I only found 3 mites in my colonies last year, when in years past I had high mite counts in my colonies, but since going to Mel's tech. I am almost mite free and have been med free for 3 years!


----------



## bevy's honeybees (Apr 21, 2011)

How long can you confine a queen in a hair clip queen catcher? Have it hang between frames for nursebees to take care of her? I'd like to try this during orange blossom nectar flow in spring--or I may start 4 or 5 nuks with queens from my strongest hives--that might get a higher honey crop from original hive? I am blessed, my bee's honey is selling more than I have harvested so far. I have 8 hives and just finished my second year. 

A side track; I have 2 hives that lost queens somehow and made their own queen, and this happened in October for one and November for the other. I am in SW Fl, is it not a good thing for those colonies come spring?


----------



## ralittlefield (Apr 25, 2011)

Delta Bay said:


> To get the very best results out of the brood break it is important that all brood is capped at the start date. You can not get a decent break by just caging the queen when their is open brood of all stages unless you extend the time she is caged.

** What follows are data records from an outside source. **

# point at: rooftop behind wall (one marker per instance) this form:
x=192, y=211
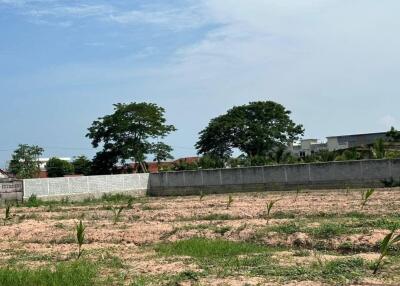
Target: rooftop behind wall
x=366, y=173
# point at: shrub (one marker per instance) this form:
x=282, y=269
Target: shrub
x=386, y=244
x=80, y=237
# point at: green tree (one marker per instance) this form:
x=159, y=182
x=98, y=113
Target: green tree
x=82, y=165
x=393, y=135
x=162, y=152
x=58, y=168
x=25, y=161
x=127, y=133
x=256, y=129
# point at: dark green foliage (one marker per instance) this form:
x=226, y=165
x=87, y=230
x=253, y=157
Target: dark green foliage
x=80, y=273
x=59, y=168
x=210, y=162
x=82, y=165
x=393, y=135
x=255, y=129
x=25, y=161
x=127, y=133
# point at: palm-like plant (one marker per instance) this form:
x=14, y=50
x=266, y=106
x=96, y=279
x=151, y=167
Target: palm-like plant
x=201, y=195
x=270, y=205
x=365, y=195
x=230, y=201
x=7, y=215
x=386, y=244
x=117, y=213
x=80, y=237
x=297, y=194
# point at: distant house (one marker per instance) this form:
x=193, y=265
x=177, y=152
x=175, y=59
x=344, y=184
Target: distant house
x=3, y=174
x=308, y=147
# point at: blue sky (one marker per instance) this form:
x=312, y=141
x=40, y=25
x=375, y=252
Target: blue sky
x=335, y=64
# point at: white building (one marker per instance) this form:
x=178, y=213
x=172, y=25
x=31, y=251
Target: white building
x=307, y=147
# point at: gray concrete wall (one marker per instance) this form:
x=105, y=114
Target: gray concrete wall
x=80, y=187
x=366, y=173
x=10, y=190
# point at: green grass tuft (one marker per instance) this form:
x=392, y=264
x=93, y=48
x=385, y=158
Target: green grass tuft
x=80, y=273
x=202, y=248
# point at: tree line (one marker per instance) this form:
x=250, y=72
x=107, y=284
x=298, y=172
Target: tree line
x=259, y=131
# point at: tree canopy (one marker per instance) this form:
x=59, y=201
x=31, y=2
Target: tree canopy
x=129, y=132
x=256, y=129
x=25, y=161
x=82, y=165
x=58, y=168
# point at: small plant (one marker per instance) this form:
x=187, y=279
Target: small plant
x=80, y=237
x=297, y=194
x=201, y=195
x=386, y=244
x=117, y=213
x=270, y=205
x=7, y=215
x=130, y=203
x=230, y=201
x=365, y=195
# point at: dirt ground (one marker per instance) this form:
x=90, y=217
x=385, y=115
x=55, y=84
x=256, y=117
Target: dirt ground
x=43, y=235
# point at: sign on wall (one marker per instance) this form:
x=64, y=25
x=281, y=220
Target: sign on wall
x=11, y=190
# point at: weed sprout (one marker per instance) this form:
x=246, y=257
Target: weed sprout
x=365, y=195
x=80, y=237
x=230, y=201
x=386, y=244
x=117, y=213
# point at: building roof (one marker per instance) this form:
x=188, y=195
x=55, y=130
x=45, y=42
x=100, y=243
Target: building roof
x=356, y=135
x=4, y=173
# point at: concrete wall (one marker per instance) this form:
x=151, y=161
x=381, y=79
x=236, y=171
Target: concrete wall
x=53, y=188
x=10, y=190
x=366, y=173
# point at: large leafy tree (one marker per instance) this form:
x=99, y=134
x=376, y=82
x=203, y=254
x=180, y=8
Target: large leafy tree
x=82, y=165
x=127, y=134
x=25, y=161
x=256, y=129
x=58, y=168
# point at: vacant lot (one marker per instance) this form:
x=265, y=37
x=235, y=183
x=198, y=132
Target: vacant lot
x=309, y=238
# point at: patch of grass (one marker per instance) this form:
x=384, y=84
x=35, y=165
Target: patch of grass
x=329, y=230
x=343, y=270
x=287, y=228
x=217, y=217
x=200, y=248
x=80, y=273
x=222, y=230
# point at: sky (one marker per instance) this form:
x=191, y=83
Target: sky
x=334, y=63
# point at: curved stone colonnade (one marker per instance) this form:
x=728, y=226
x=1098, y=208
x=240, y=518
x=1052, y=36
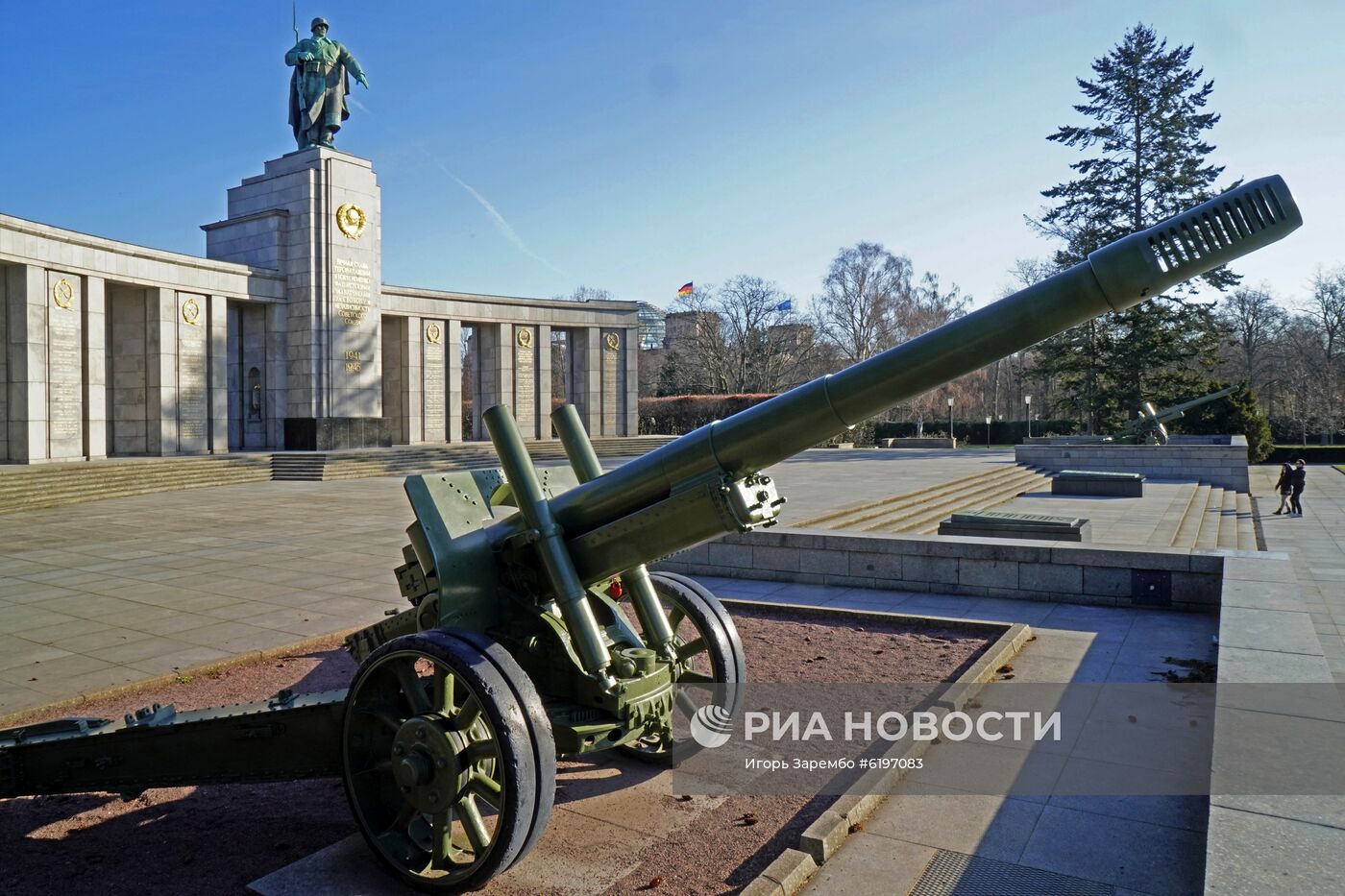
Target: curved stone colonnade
x=281, y=338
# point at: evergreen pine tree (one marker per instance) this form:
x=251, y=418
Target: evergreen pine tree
x=1146, y=160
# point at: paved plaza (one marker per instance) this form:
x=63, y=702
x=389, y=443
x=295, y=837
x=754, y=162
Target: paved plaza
x=111, y=593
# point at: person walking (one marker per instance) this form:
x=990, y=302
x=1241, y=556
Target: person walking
x=1284, y=486
x=1297, y=479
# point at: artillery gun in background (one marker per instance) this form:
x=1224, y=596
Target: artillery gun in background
x=515, y=647
x=1149, y=426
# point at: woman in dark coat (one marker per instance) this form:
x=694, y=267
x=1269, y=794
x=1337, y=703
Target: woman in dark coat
x=1284, y=487
x=1297, y=479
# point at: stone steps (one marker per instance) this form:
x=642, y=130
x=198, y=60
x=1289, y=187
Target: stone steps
x=1167, y=530
x=1189, y=526
x=1228, y=521
x=1246, y=527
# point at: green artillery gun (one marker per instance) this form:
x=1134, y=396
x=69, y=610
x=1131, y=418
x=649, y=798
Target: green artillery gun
x=515, y=647
x=1149, y=426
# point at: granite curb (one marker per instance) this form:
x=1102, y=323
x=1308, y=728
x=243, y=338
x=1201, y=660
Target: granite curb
x=789, y=873
x=238, y=660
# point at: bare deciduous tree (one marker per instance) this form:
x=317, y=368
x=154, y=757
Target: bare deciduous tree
x=1253, y=322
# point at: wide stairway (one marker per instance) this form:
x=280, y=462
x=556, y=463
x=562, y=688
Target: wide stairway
x=70, y=483
x=920, y=512
x=1212, y=519
x=23, y=487
x=420, y=459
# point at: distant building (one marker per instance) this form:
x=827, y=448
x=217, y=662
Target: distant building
x=652, y=327
x=682, y=327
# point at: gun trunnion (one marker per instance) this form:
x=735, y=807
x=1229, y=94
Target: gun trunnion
x=517, y=646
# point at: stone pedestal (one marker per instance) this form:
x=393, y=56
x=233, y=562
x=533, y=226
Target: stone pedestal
x=315, y=217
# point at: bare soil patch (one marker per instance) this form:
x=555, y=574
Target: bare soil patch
x=217, y=838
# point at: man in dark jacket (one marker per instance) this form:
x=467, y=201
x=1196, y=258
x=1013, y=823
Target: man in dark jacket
x=1297, y=479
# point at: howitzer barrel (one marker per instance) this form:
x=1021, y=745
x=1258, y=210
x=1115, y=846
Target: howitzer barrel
x=1113, y=278
x=1177, y=410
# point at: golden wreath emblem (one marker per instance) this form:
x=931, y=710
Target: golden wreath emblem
x=63, y=295
x=352, y=220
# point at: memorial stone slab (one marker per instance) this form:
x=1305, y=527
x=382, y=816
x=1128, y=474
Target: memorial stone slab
x=434, y=388
x=525, y=379
x=64, y=366
x=192, y=365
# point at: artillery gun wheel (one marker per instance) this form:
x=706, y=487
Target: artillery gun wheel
x=706, y=642
x=448, y=759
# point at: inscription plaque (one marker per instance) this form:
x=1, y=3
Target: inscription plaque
x=525, y=381
x=433, y=386
x=192, y=403
x=611, y=373
x=64, y=369
x=350, y=291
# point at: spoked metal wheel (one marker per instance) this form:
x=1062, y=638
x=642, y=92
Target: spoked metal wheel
x=708, y=647
x=448, y=759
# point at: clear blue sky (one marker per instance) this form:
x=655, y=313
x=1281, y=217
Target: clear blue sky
x=525, y=148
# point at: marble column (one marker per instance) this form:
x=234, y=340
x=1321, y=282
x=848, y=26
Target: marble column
x=453, y=359
x=4, y=363
x=26, y=301
x=315, y=214
x=278, y=373
x=161, y=370
x=96, y=369
x=544, y=381
x=218, y=366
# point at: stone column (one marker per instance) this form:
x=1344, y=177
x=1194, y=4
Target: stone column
x=544, y=381
x=96, y=369
x=413, y=352
x=525, y=401
x=278, y=375
x=588, y=378
x=64, y=366
x=4, y=363
x=631, y=395
x=161, y=370
x=218, y=375
x=501, y=366
x=315, y=215
x=453, y=346
x=192, y=349
x=26, y=328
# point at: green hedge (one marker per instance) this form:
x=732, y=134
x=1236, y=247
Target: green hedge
x=679, y=415
x=1002, y=432
x=1311, y=453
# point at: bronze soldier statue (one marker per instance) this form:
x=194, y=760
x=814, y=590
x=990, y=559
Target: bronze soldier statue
x=319, y=86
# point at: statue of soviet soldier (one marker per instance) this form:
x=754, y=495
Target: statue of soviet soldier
x=319, y=86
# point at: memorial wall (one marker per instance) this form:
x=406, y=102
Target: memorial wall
x=281, y=338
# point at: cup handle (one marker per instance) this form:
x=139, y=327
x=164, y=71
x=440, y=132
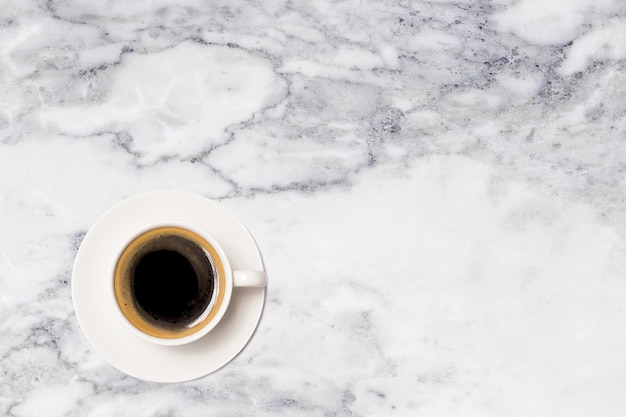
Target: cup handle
x=249, y=279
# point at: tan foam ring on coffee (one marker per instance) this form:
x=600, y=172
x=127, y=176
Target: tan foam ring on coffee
x=123, y=288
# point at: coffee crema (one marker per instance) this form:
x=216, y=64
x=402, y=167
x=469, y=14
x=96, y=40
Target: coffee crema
x=168, y=282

Excuse my ignorance, but how does one get to the point of no open brood at the *start* of a brood break?


----------



## Omie (Nov 10, 2009)

I generally followed the MDASplitter method this year too, I see the logic in it.
I'm too small scale to see the results much yet, but so far so good. 
Will be able to test it more next year if I have at least two survivor hives from my 5 colonies.


----------